We have various mechanisms in place to discourage takeover attempts, which may reduce or eliminate our stockholders' ability to sell their shares for a premium in a change of control transaction.

        Various provisions of our certificate of incorporation and by-laws and of Delaware corporate law may discourage, delay or prevent a change in control or takeover attempt of our company by a third party that is opposed by our management and board of directors. Public stockholders who might desire to participate in such a transaction may not have the opportunity to do so. These anti-takeover provisions could substantially impede the ability of public stockholders to benefit from a change of control or change in our management and board of directors. These provisions include:

    preferred stock that could be issued by our board of directors to make it more difficult for a third party to acquire, or to discourage a third party from acquiring, a majority of our outstanding voting stock;

    classification of our directors into three classes with respect to the time for which they hold office;

    non-cumulative voting for directors;

    control by our board of directors of the size of our board of directors;

    limitations on the ability of stockholders to call special meetings of stockholders;

    inability of our stockholders to take any action by written consent; and

    advance notice requirements for nominations of candidates for election to our board of directors or for proposing matters that can be acted upon by our stockholders at stockholder meetings.

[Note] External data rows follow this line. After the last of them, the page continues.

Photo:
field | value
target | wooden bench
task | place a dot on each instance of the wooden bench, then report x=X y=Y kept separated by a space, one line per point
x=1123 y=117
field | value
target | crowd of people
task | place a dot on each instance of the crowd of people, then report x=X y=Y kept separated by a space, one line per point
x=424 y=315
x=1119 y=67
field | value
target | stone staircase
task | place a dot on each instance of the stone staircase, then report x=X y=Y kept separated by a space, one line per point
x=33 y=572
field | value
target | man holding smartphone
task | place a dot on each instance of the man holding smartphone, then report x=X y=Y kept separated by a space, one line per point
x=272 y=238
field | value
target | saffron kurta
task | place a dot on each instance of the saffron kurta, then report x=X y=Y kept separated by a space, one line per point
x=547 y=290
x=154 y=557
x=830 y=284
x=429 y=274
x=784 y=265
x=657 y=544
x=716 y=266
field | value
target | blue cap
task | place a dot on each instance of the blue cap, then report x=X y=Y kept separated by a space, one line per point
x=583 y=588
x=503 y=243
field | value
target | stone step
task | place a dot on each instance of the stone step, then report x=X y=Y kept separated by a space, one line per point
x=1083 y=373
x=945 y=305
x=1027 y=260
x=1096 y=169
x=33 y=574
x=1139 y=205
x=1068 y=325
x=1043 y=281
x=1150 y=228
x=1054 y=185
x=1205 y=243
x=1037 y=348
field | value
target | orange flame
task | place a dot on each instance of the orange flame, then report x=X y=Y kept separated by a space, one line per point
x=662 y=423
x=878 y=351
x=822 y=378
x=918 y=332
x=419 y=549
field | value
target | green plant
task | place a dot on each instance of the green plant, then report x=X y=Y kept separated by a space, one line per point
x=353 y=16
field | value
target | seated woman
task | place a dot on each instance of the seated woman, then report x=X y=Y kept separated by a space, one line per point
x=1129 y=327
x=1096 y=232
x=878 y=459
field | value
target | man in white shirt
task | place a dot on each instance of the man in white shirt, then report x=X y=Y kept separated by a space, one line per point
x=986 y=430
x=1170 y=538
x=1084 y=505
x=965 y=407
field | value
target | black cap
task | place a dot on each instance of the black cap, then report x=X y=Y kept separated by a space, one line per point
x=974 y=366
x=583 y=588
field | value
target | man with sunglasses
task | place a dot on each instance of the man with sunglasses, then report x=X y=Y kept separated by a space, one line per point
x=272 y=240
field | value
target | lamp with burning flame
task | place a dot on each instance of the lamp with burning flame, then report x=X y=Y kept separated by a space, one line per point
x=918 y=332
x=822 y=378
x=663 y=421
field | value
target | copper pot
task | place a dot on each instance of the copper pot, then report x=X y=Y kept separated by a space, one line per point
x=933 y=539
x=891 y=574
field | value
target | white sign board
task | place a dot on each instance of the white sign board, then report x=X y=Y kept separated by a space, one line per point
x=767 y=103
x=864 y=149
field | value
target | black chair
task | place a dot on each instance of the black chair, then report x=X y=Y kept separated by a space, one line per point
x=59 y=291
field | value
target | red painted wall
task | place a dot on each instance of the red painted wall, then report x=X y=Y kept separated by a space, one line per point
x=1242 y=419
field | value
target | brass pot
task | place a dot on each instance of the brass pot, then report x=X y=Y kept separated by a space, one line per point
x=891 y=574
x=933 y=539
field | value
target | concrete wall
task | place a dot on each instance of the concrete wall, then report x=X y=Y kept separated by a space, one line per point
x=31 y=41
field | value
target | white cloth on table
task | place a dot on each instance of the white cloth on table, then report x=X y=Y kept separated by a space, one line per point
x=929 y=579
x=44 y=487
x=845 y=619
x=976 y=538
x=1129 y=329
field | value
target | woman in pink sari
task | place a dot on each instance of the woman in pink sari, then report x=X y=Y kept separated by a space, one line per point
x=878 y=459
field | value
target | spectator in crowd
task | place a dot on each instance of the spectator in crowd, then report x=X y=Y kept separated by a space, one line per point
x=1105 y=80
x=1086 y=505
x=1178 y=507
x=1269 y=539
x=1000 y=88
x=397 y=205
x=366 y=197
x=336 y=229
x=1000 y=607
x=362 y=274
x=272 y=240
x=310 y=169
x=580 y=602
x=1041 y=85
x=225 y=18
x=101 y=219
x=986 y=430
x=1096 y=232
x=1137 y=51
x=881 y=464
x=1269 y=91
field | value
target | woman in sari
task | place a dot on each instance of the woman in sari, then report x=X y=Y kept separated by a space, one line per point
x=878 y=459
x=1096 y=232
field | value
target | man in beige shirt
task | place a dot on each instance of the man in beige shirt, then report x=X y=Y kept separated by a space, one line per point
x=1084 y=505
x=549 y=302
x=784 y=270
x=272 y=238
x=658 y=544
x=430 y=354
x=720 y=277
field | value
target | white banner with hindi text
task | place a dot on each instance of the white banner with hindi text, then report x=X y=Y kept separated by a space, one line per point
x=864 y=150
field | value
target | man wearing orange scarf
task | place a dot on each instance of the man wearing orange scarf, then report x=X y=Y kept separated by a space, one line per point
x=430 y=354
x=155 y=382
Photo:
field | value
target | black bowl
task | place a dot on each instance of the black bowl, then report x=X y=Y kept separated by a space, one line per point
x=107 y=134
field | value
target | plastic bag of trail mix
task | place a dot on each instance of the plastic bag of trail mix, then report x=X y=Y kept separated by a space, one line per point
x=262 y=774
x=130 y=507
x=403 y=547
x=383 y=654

        In addition, in June 2002, our board of directors adopted a shareholder rights plan, the provisions of which could make it more difficult for a potential acquirer of Sepracor to consummate an acquisition transaction.

The price of our common stock historically has been volatile, which could cause you to lose part or all of your investment.

        The market price of our common stock, like that of the common stock of many other pharmaceutical and biotechnology companies, may be highly volatile. In addition, the stock market has experienced extreme price and volume fluctuations. This volatility has significantly affected the market prices of securities of many pharmaceutical and biotechnology companies for reasons frequently unrelated to or disproportionate to the operating performance of the specific companies. These broad market fluctuations may adversely affect the market price of our common stock. Prices for our common stock will be determined in the market place and may be influenced by many factors, including variations in our financial results and investors' perceptions of us, and changes in recommendations by securities analysts as well as their perceptions of general economic, industry and market conditions.

33



Our diluted earnings per share may decrease in the future because we are now required to include the shares issuable upon conversion of our 0% notes due 2024 in our diluted earnings per share calculation.

        Because of our adoption of a recent accounting pronouncement, we are required to include in our diluted earnings per share calculation shares that are contingently issuable upon conversion of a debt instrument, regardless of whether or not the contingency for issuance has been met. This recent accounting pronouncement superseded a prior pronouncement that allowed such contingently issuable shares to be excluded from the diluted earnings per share calculation. Our 0% notes due 2024, unlike our other series of convertible debt, are convertible into common stock only if certain conditions are met and, therefore, we had not previously included the shares issuable upon conversion of such notes in our diluted earnings per share calculation. The inclusion of such contingently convertible shares in our diluted earnings per share calculation has had no effect on our current or prior period diluted earnings per share. However, the inclusion of shares contingently issuable upon conversion of our 0% notes due 2024, may reduce our diluted earnings per share in future periods.

34



ITEM 3. QUANTITATIVE AND QUALITATIVE DISCLOSURES ABOUT MARKET RISK

Market Risk

        We are exposed to market risk from changes in interest rates and equity prices, which could affect our future results of operations and financial condition. These risks are described in our annual report on Form 10-K for the year ended December 31, 2004. As of May 6, 2005, there have been no material changes to the market risks described in our annual report on Form 10-K for the year ended December 31, 2004. Additionally, we do not anticipate any near-term changes in the nature of our market risk exposures or in our management's objectives and strategies with respect to managing such exposures.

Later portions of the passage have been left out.